JOHN RUSTIN: And speaking of hearts and minds, one of the exciting things to see, is the number of young people that are involved in 40 Days for Life campaigns and also those who are embracing the pro-life movement in general. National surveys show that more young people today are pro-life than ever before. What have you seen as far as young people’s involvement and engagement in 40 Days for Life, and how does it compare to the young people that you see on the other side of the abortion issue that consider themselves to be “pro-choice” or supportive of abortion? Do you see the same level of excitement or motivation among those folks as we do among young people who are pro-life?

SHAWN CARNEY: Not at all, not at all, and it is a great point. I believe that the pro-choice activist movement is essentially dead. I wrote an article about that recently, and the reason for that is that they have lost so much steam. They’ve also put so many of their eggs in political baskets, and as a result of science and technology over the last 40 years that has shown us who we’re aborting, and they’ve shown us the beauty that goes on inside the womb.
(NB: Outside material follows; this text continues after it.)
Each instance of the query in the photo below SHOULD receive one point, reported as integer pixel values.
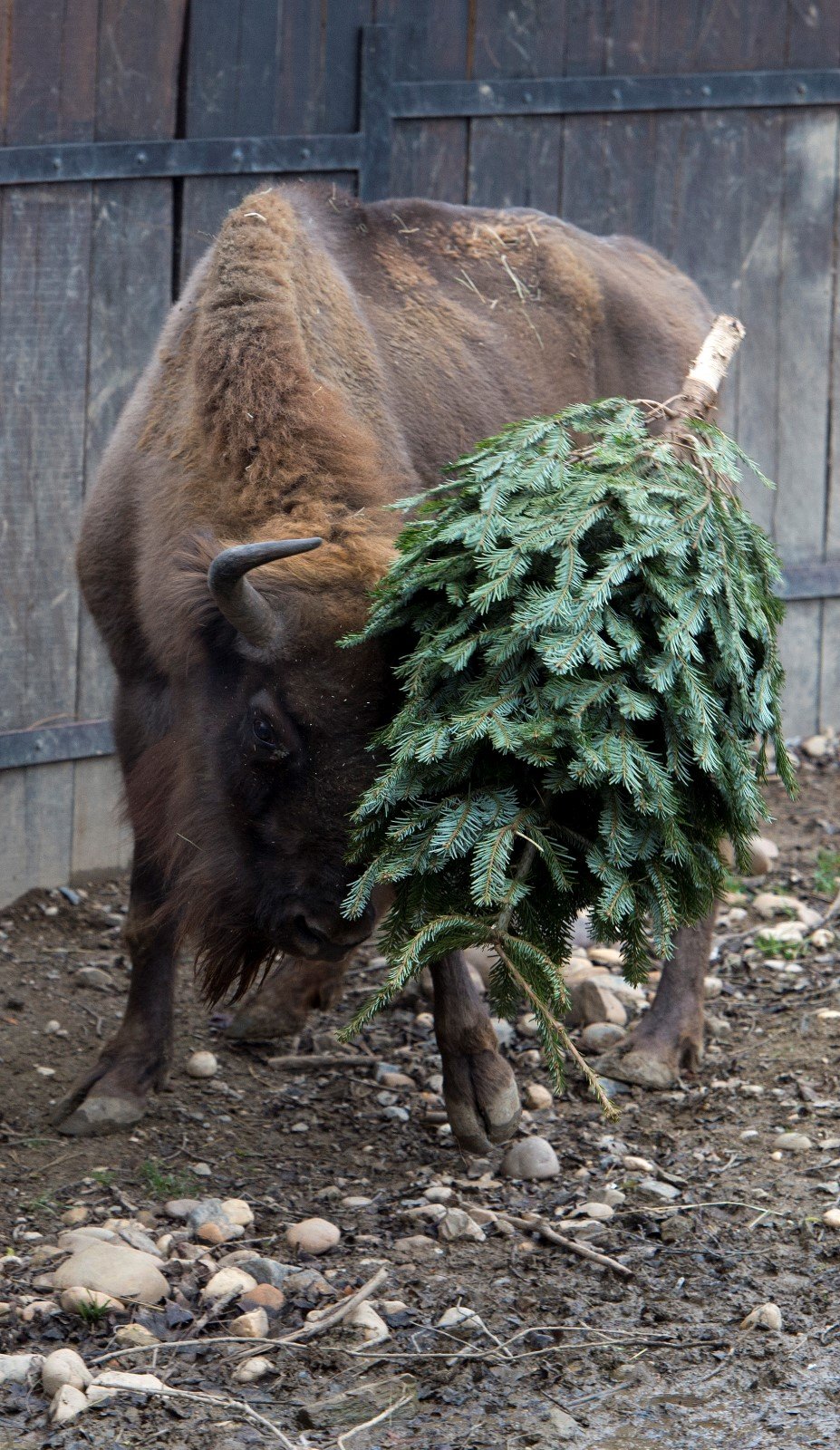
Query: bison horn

And so who is going to go take to the streets or stand up at a city council meeting and defend that? The videos that have come out over the last few months certainly haven’t helped, as Planned Parenthood’s brand is at an all-time low. And so you have this sort of quote “pro-choice movement,” that’s old and and unmotivated. They’re not active. The pro-life movement is active, and it’s getting younger by the day. When I go to the March for Life, I feel old—I’m 33 years old—there’s a lot of strollers, a lot of high school busses, and lot of college busses, and that’s very very encouraging! We’ve certainly seen that, as you pointed out, in 40 Days for Life campaign, the enthusiasm that the youth have, because young people they want to do something special in their lives, they want to stand for something, and abortion is about life and death for the pro-life movement, and it’s not if you’re pro-choice. They also, to make the obvious point, could have been aborted, if they’re born after 1973. And so there’s this awkward relationship that your life was somehow okay with society, and so your mother made a responsible decision by having you, but if your circumstances would have been different, she could have been just as responsible for aborting you. Young people reject that mentality, because it’s so anti-family, and it’s so anti-culture. And so young people are turning away from that because they see the reality of life in the womb, and the only way to justify abortion these days for the other side is to completely deny all truths claimed by science and all truths claimed by religion. And to reject those two institutions in order to support abortion is not something most people are willing to do publically.

JOHN RUSTIN: I completely agree with you on that…

Unfortunately, we’re just about out of time, but I do want to make sure that our listeners check out your website and look at the resources that you have available at www.40daysforlife.com. And, Shawn Carney, I want to thank you so much for being with us on Family Policy Matters, and especially for your dedication to defending the unborn through 40 Days for Life.